In Return to Mono Kero (the album's alternate title), Ex-Girl romps through the entire panorama of glorious '70s excesses. The opening track, "Waving Scientist," is a Pet Sounds-worthy a cappella harmony composition that messes with clear tone and hairsbreadth dissonance, and includes passages bordering on operatic parody. (Consider Mannheim Steamroller with strategic interventions by Led Zeppelin and The Muffs.)

Eight tracks later, following a shrewdly sequenced melange of poppy punk processed through electronic tricks and outer-space effects, comes the full metal meltdown of "Sasuke." You can almost feel a packed and frenzied arena, complete with seething mosh pit, wall-to-wall light show, blinding fireworks and general mayhem.

"Sasuke" is an enormous-sounding track, climaxing a generally huge record with no production expense spared. Ex-Girl is all about production, and this record captures the headiness of its live performance, a spectacle of neon, day-glo, sparkle, theatrics and deafening noise. And the outfits! This is show biz like it oughta be.

Colorful, cute and flirting with cartoon danger, frontwomen Kirilo, Chihiro and Fuzuki could almost be creations of an anime artist in their native Japan.
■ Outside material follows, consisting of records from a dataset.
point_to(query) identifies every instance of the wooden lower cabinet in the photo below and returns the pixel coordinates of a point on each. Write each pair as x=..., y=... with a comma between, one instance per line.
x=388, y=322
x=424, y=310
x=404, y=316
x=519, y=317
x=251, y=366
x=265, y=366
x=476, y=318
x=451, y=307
They sing in English, but they still don't make much sense beyond "Let's get excrements of dog, marshmallow stuck to the sole of red shoe;" and "Radio, video, gonna get a suitcase." "Cucumber Surrender" contains their most cohesive lyrics, but it's all about vegetables.

The music itself is fundamentally punk, with a heart of pure glam and the very soul of hair metal. The charm of the women's tight harmonies, novel in the context, provides a leitmotif.